We're just hours away from her first first game for the fall season and I've been struck with an epiphany: coaching is very much like coding.
For the last month we've been hard at work making sure we cover the basic requirements, and wrap things up with test scenarios.
As we grew more confident that we'd covered the happy paths, we focused on edge cases and broadened our test suite.
We've made a lot of assumptions about the depths of what we should cover - but, given the set schedule and hard deadline, we did the best we could in the time we had.
And now, we're ready to deploy into production. Or...maybe we aren't ready and we'll find out.
But ultimately, as any good coder knows: if things fail, they should fail gracefully. When things go wrong, we'll be learn from it, build on the experience, and continue to iterate. We've set ourselves up to fail-forward.
The truth is, the first game is usually rough. For both sides, generally - but one side may struggle more. When they're young kids, it takes a moment to adjust from practice-mode to game-mode. One of my favorite moments as a coach is when you see things "click" for the team. All the drills, all the reminders about where to stand, where to run, when to communicate, what to communicate - suddenly make sense, and they start functioning as a collective, as a team.
Coaching isn't just like coding. It's like management too. In fact, any good manager should see themselves exactly as a coach. Your success as a coach is determined by the autonomy of your team during the game.
If they're still looking to you for the basics, if you've failed.
If they're covering the basics, but you have to step in to help them adapt and adjust, you're doing ok - but you're still too invovled.
If they're covering the basics, adapting as needed, but you help coordinate - you're doing much better, but there's still work to be done.
When the team is covering the basics, adapting, and coordinating with each other - that's when you're successful. You've created a self-organizing team, and given them the tools to make you largely redundant.

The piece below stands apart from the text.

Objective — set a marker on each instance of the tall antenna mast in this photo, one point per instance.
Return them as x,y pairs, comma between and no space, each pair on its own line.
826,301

Redundancy isn't a bad thing. Redundancy means you've created capacity. Managers turn to leaders when when they start looking at how to use that capacity. What problems are tackled - and how do you address it such that you're building the same redundancy that creates more capacity.
Rinse and repeat.
I started this about the similarities between coaching and coding and turned this into a post about management, because at the root of all these is the same question: Are you focused on the superficial output (Winning games, writing amazing code, organizing a team) or are you focused on impactful outcomes (empowering team members, building the right product, making work easier)?